BIOS: Suite of Syntactico-Semantic Analyzers


Bios is a suite of syntactico-semantico analyzers that include the most common tools needed for the shallow analysis of English text. The following tools are currently included:

  • Smart tokenizer that recognizes abbreviations, SGML tags etc.

  • Part-of-speech (POS) tagger. The POS tagger is implemented as a a wrapper around the TNT tagger by Thorsten Brants.

  • Syntactic chunking using the labels promoted by the CoNLL chunking evaluations.

  • Named-Entity Recognition and Classification (NERC) for the CoNLL entity types plus an additional 11 numerical entity types.

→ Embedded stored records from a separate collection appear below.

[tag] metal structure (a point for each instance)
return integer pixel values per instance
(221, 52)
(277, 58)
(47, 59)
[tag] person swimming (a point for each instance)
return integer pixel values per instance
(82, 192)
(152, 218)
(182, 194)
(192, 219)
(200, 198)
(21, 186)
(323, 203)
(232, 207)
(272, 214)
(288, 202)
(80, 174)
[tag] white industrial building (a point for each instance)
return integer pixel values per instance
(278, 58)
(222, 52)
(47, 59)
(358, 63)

Why should you use this software? There are at least 4 reasons:

  1. You can configure it for very high accuracy but slower execution (using Yamcha) or for high speed and slightly lower accuracy (using my own implementation of an asymmetric Perceptron). Note: Maximum Entropy (ME) is also supported but the ME models are not included in this package because both accuracy and response time are below those of the Perceptron. See the project NEWS file for performance numbers using Yamcha and Perceptron.

  2. It has built-in models for both case-sensitive and case-insensitive text.

  3. You can retrain Bios on your own corpus and label set.

  4. It has a clean and easy to use Java API.